On the contrary, Iraq has done a great deal of interfering in Iran's internal affairs. Even during the premiership of Mehdi Bazargan in early 1979, Saddam Hussein demanded that the new regime, in order to show its goodwill toward the Arabs, should renounce the Algiers Agreement of 1975 that defined the Iran-Iraq border, return three disputed islands in the Persian Gulf to Arab sovereignty, and grant autonomy to Iran's Khuzestan Province.

In addition, Iraq, which has sponsored a so-called Front for the Liberation of Ahwaz (the capital of Khuzestan) for 15 years, began sending arms and agitators to that province. Iraq also sponsored and financed every conceivable opposition group seeking the overthrow of the Islamic regime. And it was the Iraqi divisions that moved into Iran.

The West fears that if Iraq were to be identified as the aggressor, then Iran would also ask for the punishment of the aggressor and demand war reparations.

But there are ways of negotiating a comprehensive deal that, while granting Iran's principal demand, will prevent it from escalating its demands.

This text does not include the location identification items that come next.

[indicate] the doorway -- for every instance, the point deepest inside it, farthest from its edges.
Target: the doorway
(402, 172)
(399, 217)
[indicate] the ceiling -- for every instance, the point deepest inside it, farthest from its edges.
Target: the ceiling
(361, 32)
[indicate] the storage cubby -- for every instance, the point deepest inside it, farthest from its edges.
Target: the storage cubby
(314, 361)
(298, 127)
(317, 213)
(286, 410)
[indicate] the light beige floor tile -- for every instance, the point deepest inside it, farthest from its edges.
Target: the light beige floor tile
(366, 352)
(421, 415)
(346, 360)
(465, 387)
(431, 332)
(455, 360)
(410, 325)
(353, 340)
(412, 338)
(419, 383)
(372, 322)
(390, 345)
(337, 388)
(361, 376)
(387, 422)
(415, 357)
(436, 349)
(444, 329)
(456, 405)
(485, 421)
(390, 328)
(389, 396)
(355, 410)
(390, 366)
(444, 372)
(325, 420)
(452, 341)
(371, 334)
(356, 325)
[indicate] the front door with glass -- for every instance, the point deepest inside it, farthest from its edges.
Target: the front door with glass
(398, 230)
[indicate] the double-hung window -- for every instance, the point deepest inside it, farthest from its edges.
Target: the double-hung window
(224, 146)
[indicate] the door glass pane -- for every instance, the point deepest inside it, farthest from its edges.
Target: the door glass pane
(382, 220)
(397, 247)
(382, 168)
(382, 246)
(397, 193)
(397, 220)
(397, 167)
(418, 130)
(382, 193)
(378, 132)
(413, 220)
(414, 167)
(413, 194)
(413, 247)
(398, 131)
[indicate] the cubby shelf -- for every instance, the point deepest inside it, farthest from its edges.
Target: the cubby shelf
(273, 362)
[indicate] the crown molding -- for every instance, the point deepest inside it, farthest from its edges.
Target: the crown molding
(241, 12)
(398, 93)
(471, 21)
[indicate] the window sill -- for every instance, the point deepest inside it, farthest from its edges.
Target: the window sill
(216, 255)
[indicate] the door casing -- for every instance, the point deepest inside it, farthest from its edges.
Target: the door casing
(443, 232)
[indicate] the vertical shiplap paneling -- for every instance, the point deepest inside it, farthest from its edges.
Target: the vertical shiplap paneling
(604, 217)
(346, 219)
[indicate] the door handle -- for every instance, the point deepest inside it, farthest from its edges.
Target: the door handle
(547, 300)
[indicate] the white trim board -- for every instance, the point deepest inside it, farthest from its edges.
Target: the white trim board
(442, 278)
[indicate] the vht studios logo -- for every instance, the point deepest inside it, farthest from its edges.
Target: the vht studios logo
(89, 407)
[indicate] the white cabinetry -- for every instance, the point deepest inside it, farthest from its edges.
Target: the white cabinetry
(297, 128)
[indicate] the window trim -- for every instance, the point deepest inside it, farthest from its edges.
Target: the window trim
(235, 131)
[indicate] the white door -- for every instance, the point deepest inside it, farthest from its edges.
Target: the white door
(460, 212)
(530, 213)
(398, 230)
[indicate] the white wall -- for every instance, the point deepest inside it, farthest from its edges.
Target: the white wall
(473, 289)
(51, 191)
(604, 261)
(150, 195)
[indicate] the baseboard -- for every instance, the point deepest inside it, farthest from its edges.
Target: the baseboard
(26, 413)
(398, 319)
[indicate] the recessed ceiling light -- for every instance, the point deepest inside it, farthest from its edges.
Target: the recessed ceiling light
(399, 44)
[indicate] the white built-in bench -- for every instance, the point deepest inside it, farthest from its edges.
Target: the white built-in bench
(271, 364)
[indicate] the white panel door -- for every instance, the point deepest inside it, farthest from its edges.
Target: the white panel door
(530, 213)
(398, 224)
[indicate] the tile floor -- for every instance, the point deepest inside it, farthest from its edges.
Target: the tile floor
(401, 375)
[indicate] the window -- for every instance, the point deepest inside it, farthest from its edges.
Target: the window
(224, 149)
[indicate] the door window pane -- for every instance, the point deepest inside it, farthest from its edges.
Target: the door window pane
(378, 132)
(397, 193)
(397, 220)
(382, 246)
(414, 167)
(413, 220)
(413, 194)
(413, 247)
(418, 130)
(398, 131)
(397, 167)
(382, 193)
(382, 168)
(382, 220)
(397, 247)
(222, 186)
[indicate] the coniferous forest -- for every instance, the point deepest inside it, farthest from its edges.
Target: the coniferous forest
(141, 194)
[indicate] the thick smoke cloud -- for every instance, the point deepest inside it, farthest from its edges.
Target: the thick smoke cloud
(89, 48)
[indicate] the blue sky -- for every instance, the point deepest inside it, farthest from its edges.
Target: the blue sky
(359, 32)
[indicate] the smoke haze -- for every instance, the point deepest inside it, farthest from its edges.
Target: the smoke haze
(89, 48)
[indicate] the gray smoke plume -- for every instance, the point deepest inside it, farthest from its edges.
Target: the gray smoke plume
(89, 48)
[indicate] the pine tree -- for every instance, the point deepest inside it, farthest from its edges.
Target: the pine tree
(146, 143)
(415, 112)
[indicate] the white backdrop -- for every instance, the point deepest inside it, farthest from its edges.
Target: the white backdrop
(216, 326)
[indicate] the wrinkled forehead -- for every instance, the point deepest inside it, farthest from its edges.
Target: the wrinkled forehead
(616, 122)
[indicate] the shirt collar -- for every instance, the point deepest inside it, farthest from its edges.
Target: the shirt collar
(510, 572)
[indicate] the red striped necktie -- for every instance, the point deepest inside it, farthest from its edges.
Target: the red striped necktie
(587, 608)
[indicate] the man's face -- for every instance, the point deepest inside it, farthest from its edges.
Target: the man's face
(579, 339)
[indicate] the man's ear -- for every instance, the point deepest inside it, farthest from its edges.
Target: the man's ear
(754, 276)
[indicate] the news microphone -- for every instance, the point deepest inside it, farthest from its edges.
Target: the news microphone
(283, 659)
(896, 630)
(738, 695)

The real problem is the West's unwillingness to grant Iran any moral victory. This is quite understandable. But the West should also ask itself whether it should reward aggression. Doing so would erode the West's moral authority and that of any punitive measure it may want to impose on Iran.

More important, the West should ask what would safeguard its interests best - seizing the opportunity and at the very least testing Iran's sincerity to make peace, or persisting with the current posture and thus move in an uncertain direction.

No doubt a peace that maintained the unity of both Iran and Iraq, and reduced tensions in the Persian Gulf, and prevented the Soviet Union from extending its influence in Iran and the Persian Gulf, would best serve Western interests.

Iraq is doing everything it can to provoke a confrontation between Iran and the West. The question is whether the West should let itself be manipulated by Iraq. In sum, the West has two choices: to accept a reasonable peace settlement that would safeguard its basic interests and would also be acceptable to Iran, or to pursue a policy which, in the final analysis, amounts to nothing more than teaching Iran a lesson. The latter may be emotionally satisfying, but it is also fraught with many dangers for Western interests in the region.